La Cour constitutionnelle s’est prononcée le 18 novembre 2021 sur le recours en annulation partielle de la loi du 20 juillet 2020 portant des dispositions diverses relatives à la prévention du blanchiment de capitaux et du financement du terrorisme et à la limitation de l’utilisation des espèces (ci-après loi du 20 juillet 2020).
L’annulation est demandée de l’article 32, al. 1er, 1°, n), et des articles 153 à 170 de la loi du 20 juillet 2020. Cette loi a transposé la cinquième directive anti-blanchiment.
Il est reproché aux dispositions attaquées de violer articles 10 et 11 de la Constitution, lus en combinaison ou non avec la liberté d’entreprendre, en ce que le contrôle des conseillers fiscaux non certifiés est confié à l’IEC.
La Cour décide premièrement qu’il n’y a pas lieu de traiter de manière identique au regard de chaque aspect de la réglementation présentement attaquée :
La directive (UE) 2015/849 prévoit que les États membres exigent des autorités compétentes qu’elles assurent un suivi effectif du respect de la directive et qu’elles prennent les mesures nécessaires à cet effet.

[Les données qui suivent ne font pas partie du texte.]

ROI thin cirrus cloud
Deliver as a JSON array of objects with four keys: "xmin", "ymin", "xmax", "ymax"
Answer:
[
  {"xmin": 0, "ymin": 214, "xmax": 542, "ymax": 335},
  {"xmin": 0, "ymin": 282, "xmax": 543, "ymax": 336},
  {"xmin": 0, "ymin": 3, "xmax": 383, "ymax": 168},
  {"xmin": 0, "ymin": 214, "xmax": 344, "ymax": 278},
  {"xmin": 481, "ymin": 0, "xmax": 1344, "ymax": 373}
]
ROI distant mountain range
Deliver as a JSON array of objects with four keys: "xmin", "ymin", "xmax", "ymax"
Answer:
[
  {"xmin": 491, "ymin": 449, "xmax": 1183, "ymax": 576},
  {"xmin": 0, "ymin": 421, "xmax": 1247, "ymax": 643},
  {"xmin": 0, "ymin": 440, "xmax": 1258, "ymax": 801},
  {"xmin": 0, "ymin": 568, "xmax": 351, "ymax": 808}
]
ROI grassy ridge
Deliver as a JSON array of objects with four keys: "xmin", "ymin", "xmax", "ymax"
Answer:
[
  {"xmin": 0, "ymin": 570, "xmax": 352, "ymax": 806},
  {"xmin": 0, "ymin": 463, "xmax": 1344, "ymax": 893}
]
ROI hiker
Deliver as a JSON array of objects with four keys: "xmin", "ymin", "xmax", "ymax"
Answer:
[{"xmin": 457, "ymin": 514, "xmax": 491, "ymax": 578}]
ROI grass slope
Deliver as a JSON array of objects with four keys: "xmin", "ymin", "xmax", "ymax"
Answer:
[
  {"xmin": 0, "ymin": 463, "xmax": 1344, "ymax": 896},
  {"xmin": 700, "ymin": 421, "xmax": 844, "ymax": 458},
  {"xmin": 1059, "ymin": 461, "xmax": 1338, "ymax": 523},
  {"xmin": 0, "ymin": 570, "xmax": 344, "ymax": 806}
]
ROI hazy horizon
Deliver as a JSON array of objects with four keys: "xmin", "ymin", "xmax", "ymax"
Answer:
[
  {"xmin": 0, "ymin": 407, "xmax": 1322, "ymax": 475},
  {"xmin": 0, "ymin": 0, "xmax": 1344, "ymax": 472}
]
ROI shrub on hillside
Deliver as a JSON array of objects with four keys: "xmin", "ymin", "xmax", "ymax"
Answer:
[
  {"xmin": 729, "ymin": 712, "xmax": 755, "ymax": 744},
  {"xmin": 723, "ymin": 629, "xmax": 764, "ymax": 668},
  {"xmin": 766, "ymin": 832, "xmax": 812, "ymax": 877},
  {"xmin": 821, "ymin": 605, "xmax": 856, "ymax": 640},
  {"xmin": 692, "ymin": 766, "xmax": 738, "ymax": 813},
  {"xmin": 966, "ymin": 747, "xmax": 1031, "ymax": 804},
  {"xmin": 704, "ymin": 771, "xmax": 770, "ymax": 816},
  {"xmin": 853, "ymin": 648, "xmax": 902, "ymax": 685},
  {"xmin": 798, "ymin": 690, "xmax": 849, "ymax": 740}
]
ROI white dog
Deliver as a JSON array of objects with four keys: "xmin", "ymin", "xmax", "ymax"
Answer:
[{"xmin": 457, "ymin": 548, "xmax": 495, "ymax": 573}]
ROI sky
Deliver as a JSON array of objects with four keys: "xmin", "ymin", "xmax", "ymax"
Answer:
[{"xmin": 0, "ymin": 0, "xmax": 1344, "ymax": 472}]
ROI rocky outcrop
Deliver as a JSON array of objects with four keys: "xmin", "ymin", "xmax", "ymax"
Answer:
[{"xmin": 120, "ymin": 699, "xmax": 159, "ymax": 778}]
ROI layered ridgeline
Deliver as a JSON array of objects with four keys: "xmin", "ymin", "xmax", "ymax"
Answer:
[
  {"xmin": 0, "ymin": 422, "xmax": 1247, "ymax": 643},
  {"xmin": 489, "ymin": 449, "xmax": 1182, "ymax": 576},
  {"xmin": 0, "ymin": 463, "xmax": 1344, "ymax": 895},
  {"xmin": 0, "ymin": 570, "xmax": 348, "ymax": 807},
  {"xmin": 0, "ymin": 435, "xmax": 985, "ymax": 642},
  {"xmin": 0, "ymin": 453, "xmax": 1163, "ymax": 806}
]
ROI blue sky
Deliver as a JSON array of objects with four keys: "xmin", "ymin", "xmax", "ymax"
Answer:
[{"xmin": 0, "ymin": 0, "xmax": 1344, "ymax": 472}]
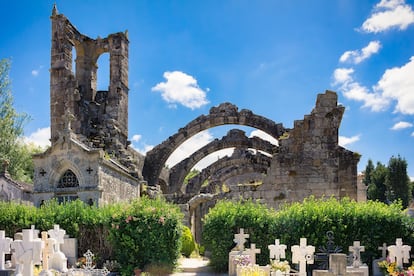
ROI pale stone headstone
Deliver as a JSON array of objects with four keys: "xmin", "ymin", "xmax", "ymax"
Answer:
[
  {"xmin": 11, "ymin": 229, "xmax": 43, "ymax": 276},
  {"xmin": 268, "ymin": 239, "xmax": 286, "ymax": 261},
  {"xmin": 0, "ymin": 230, "xmax": 12, "ymax": 270},
  {"xmin": 291, "ymin": 238, "xmax": 315, "ymax": 276},
  {"xmin": 349, "ymin": 241, "xmax": 365, "ymax": 268},
  {"xmin": 387, "ymin": 238, "xmax": 411, "ymax": 267},
  {"xmin": 47, "ymin": 225, "xmax": 68, "ymax": 272},
  {"xmin": 312, "ymin": 254, "xmax": 364, "ymax": 276},
  {"xmin": 233, "ymin": 228, "xmax": 249, "ymax": 251}
]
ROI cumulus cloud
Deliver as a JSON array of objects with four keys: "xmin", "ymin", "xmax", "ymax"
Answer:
[
  {"xmin": 374, "ymin": 56, "xmax": 414, "ymax": 115},
  {"xmin": 361, "ymin": 0, "xmax": 414, "ymax": 33},
  {"xmin": 333, "ymin": 68, "xmax": 390, "ymax": 111},
  {"xmin": 23, "ymin": 127, "xmax": 50, "ymax": 148},
  {"xmin": 338, "ymin": 135, "xmax": 361, "ymax": 147},
  {"xmin": 339, "ymin": 41, "xmax": 381, "ymax": 64},
  {"xmin": 151, "ymin": 71, "xmax": 208, "ymax": 109},
  {"xmin": 391, "ymin": 122, "xmax": 413, "ymax": 130}
]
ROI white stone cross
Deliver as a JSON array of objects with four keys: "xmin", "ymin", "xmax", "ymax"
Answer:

En ce qui concerne les experts comptables externes et les conseillers fiscaux, les États membres peuvent permettre que ces fonctions soient exercées par un « organisme d’autorégulation », c’est-à-dire un organisme qui représente les membres d’une profession et joue un rôle pour édicter des règles les concernant, assurer certaines fonctions de contrôle ou de surveillance et veiller au respect des règles les concernant.
En soumettant les conseillers fiscaux certifiés au contrôle de l’IEC, le législateur belge a fait usage de la marge d’appréciation qui lui est laissée par la directive (UE) 2015/849.
L’IEC est, vis-à-vis de ces conseillers fiscaux, un organisme d’autorégulation au sens de l’article 3, point 5, de la directive (UE) 2015/849. L’IEC veille notamment au bon accomplissement de la profession de conseiller fiscal certifié par des spécialistes, dans le respect des règles applicables en matière d’accès et d’exercice de cette profession et, en particulier, dans le respect de l’obligation de secret professionnel.
Vis-à-vis des conseillers fiscaux non certifiés, l’IEC ne peut être considéré comme un organisme d’autorégulation. Il ne joue aucun rôle structurel dans l’élaboration ou le contrôle du respect des règles applicables aux conseillers fiscaux non certifiés. Les conseillers fiscaux non certifiés ne sont pas soumis aux mêmes règles que les conseillers fiscaux certifiés et ne sont pas non plus soumis à la même obligation de secret professionnel.
La Cour constitutionnelle rappelle que c’est la qualification en tant qu’organisme d’autorégulation d’un groupe professionnel déterminé qui permet de confier le contrôle de ce groupe professionnel à un organisme.
La réglementation attaquée a pour effet que les conseillers fiscaux non certifiés, du fait de l’obligation d’inscription au registre public, certes sur une liste séparée, sont tenus de devenir membres de l’Institut.
Il est raisonnablement justifié de soumettre les conseillers fiscaux non certifiés, tout comme les conseillers fiscaux certifiés, à un contrôle préventif en matière de blanchiment. Il n’est pas raisonnablement justifié de confier à l’IEC ce contrôle préventif à leur égard et de leur imposer l’obligation de devenir membres de cet Institut, sous peine d’une interdiction professionnelle.
Il y a lieu d’annuler les articles 153 à 170 ainsi que l’article 32, al. 1er, 1°, n), de la loi du 20 juillet 2020.
La Cour maintient les effets des dispositions annulées jusqu’à l’entrée en vigueur d’une nouvelle réglementation adoptée par le législateur et au plus tard jusqu’au 31 mars 2022 inclus.